L’UPA défend la TVA à 5,5%

Mots clés : Finances publiques - Fiscalité - Monde du Travail

Quelques jours après la publication d’un rapport du Conseil des prélèvements obligatoires (CPO) de la Cour des comptes très critique envers les bénéfices en termes d’emploi du taux réduit de TVA et recommandant sa suppression, l’Union professionnelle artisanale a réagi en expliquant que « la meilleure solution pour créer de l’emploi ne peut consister à réduire le pouvoir d’achat des Français ».

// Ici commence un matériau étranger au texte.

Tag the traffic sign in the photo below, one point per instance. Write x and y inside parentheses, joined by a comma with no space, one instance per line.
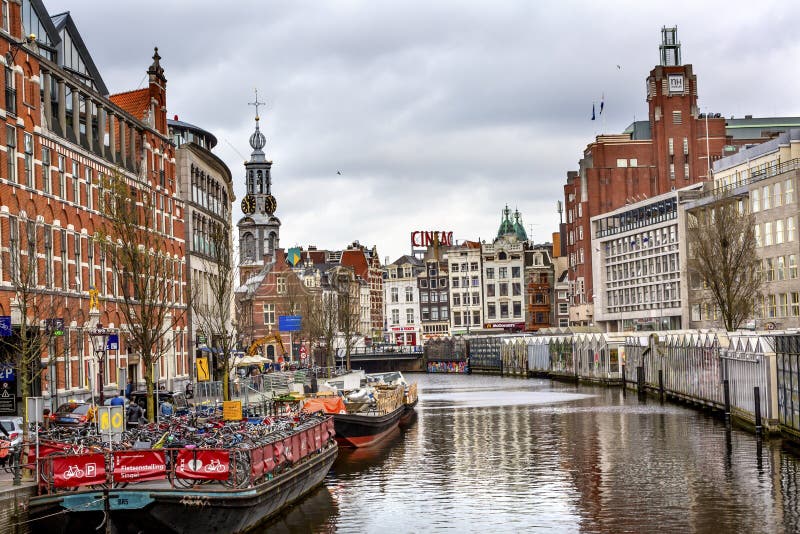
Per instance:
(5,325)
(290,323)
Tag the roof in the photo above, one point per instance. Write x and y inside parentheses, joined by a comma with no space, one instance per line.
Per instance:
(136,102)
(181,125)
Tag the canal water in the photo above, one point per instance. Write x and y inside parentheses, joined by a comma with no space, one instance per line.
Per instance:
(491,454)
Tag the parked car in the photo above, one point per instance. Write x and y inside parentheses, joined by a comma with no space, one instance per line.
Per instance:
(176,398)
(73,413)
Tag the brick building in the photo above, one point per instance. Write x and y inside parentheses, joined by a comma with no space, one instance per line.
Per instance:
(64,136)
(674,148)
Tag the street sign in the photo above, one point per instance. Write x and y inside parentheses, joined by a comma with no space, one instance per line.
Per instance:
(5,325)
(112,422)
(55,326)
(8,398)
(232,410)
(290,323)
(202,369)
(35,408)
(7,373)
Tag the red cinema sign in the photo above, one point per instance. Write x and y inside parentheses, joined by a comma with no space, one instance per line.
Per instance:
(79,470)
(135,466)
(202,464)
(427,239)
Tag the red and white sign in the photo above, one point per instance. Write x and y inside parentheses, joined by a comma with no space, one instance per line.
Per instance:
(427,239)
(202,464)
(135,466)
(79,470)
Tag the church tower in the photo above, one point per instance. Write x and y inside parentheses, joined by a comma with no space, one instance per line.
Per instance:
(259,229)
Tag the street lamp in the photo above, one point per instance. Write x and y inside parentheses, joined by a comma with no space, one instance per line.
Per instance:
(99,337)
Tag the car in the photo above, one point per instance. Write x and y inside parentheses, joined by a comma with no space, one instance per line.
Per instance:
(176,398)
(73,413)
(11,430)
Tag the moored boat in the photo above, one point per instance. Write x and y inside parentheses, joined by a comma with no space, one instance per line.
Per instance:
(257,483)
(363,417)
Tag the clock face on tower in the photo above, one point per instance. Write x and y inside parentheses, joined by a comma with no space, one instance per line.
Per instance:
(248,205)
(271,204)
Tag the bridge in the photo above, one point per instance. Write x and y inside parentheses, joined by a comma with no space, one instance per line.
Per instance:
(382,358)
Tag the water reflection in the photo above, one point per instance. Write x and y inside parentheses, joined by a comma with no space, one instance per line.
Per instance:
(504,455)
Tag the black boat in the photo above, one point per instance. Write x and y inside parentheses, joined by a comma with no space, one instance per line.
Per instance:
(161,507)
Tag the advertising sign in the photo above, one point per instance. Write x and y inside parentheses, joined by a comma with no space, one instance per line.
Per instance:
(232,410)
(5,325)
(290,323)
(112,422)
(79,470)
(136,466)
(202,464)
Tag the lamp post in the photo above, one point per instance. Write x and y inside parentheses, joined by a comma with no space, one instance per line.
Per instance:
(99,337)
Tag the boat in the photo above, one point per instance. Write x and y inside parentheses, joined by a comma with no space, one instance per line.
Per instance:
(262,481)
(362,417)
(410,397)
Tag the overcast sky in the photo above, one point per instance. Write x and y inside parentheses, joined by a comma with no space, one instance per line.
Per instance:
(437,113)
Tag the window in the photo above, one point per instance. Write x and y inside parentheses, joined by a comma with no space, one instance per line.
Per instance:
(62,177)
(11,91)
(269,314)
(45,169)
(29,180)
(11,155)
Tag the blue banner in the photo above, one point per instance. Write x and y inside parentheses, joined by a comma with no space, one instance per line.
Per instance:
(290,323)
(5,325)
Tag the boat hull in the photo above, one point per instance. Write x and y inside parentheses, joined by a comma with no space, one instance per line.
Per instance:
(156,510)
(360,430)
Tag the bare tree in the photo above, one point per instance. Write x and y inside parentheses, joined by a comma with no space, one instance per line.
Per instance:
(215,306)
(37,308)
(153,299)
(722,252)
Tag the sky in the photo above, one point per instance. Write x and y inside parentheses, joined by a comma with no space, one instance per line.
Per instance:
(436,114)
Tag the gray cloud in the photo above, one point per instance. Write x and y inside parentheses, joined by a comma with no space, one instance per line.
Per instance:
(437,113)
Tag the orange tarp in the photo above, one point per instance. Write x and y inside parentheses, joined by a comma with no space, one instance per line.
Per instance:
(327,405)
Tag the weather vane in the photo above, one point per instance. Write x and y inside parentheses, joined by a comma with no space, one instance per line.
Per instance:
(256,103)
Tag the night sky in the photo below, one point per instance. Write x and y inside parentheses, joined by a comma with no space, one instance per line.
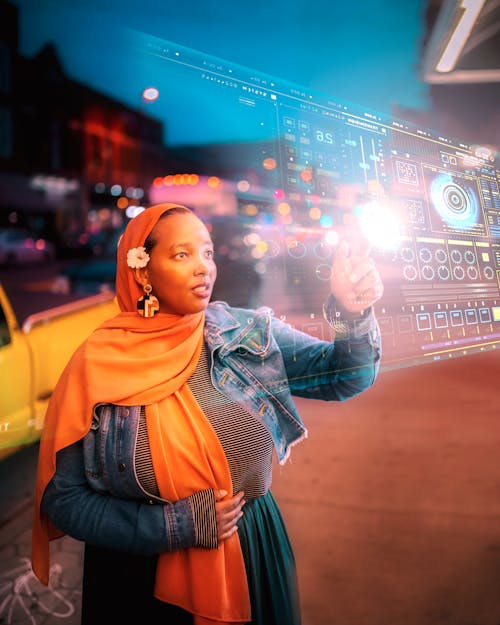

Les artisans tiennent à leur taux de TVA réduit. Après la Capeb, via son président Patrick Liébus, c’est l’UPA (Union professionnelle artisanale dont fait partie la Capeb) qui est montée au créneau pour défendre la TVA à 5,5%.

Avec son raisonnement favori : hausse du taux = baisse du pouvoir d’achat = baisse des commandes = baisse de l’activité = baisse de l’emploi = hausse du travail illégal.

« Les taux intermédiaires et réduits de TVA (10% et 5,5%) s’appliquent à des activités à forte intensité de main d’œuvre et non délocalisées, afin de favoriser l’emploi sur le territoire national », rappelle ainsi l’UPA. « L’application de ces taux réduits permet de préserver le pouvoir d’achat des Français. A l’inverse, rétablir le taux maximal reviendrait tout simplement à freiner la consommation d’un certain nombre de produits et de services et à pénaliser d’autant la création d’emploi ». Ce qui se traduirait « par un accroissement inéluctable du travail illégal » conclut-elle.

Avant de contre-attaquer sur la question de la légitimité du CPO : « S’il est utile de contrôler l’efficacité des prélèvements obligatoires, il n’est pas dans les missions du CPO de juger les politiques de l’emploi définies par les gouvernements successifs. Dans le cas contraire, que le conseil détermine combien d’emplois va créer la mesure de suppression d’ici 2017 de la contribution sociale de solidarité des sociétés -C3S- qui est aujourd’hui payée par les plus grandes entreprises qui pour la plupart ne créent plus d’emplois ».

 Pour l’UPA, le gouvernement, les parlementaires doivent avoir deux priorités : défendre auprès de l’Europe le maintien de taux réduits de TVA et « privilégier la réduction de la dépense publique plutôt que l’augmentation du niveau des prélèvements dans la recherche de l’équilibre budgétaire ».